Outro marco da atuação da União Africana e do CDC foi a divulgação de uma estratégia continental conjunta, a Africa Joint Continental Strategy for COVID-19 Outbreak, lançada em março, com o objetivo de coordenar ações e fortalecer as capacidades dos países membros. O documento estabelece medidas para os níveis nacional, sub-regional e continental, além de doadores e entidades privadas, se comprometendo também com ações para ajudar com a preparação dos sistemas de saúde, suprimentar laboratórios e testagens, engajamento social e distribuição de informação, dentre outras tarefas específicas.
Além disso, um fundo conjunto para o combate à epidemia foi estabelecido, para captação e redistribuição de recursos, conforme a necessidade dos países. Na última semana, no dia 25 de maio, dia que é comemorado o Dia da África, em lembrança ao aniversário de fundação da Organização da Unidade Africana, antecessora da UA, por exemplo, a organização regional promoveu ainda uma live musical, transmitida pela internet e por diversos canais do continente, com artistas africanos, denominada “Stronger Together”. O objetivo do evento era a arrecadação de 1 milhão de dólares para o mencionado Fundo de Resposta ao COVID-19 da União Africana. A iniciativa africana tem atraído também doadores de diversas partes do mundo, como por exemplo a União Europeia, a OMS, a China, e o Reino Unido, que recentemente anunciou a doação de 20 milhões de libras para o Fundo de combate ao COVID-19 da União Africana.
Uma das principais críticas ao combate ao coronavírus na África é a sub-testagem, que sugere que os dados acerca do índice de contaminação e mortes no continente possam ser maiores que os atualmente reportados.
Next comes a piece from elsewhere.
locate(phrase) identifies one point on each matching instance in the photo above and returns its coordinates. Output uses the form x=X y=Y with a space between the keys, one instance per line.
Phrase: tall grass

A UA e o CDC se mostram cientes da situação e, anunciaram no final de abril um projeto denominado “Partnership to Accelerate COVID-19 Testing (PACT): Trace, Test & Track (CDC-T3)“, centrado na necessidade de testagem e monitoramento da pandemia. A organização regional tem como objetivo distribuir um milhão de testes entre os países africanos ainda neste semestre.
Longe de minimizar os desafios a serem enfrentados pela iniciativa africana, em termos de regionalismo podemos observar uma estratégia bastante interessante e inovadora, não apenas por seu caráter continental, mas pela diversidade e estruturação das abordagens que propõe ações coletivas e embasadas de enfrentamento. Outro aspecto que chama a atenção é a produção de conteúdo e informação para guiar as atuações dos países membros, com base em dados e nas necessidades do continente. Um exemplo interessante foi a proposta de um guia para o afrouxamento do lockdown, para orientar a retomada das atividades econômicas no continente, buscando evitar a geração de novos surtos da doença, dentre outros materiais. Além disso, o uso da plataforma regional-continental é inteligente pois potencializa a captação de recursos de doadores com maior capacidade e credibilidade, devido a seu caráter institucional e atratividade, o que favorece as iniciativas continentais em comparação às iniciativas solo dos Estados-membros.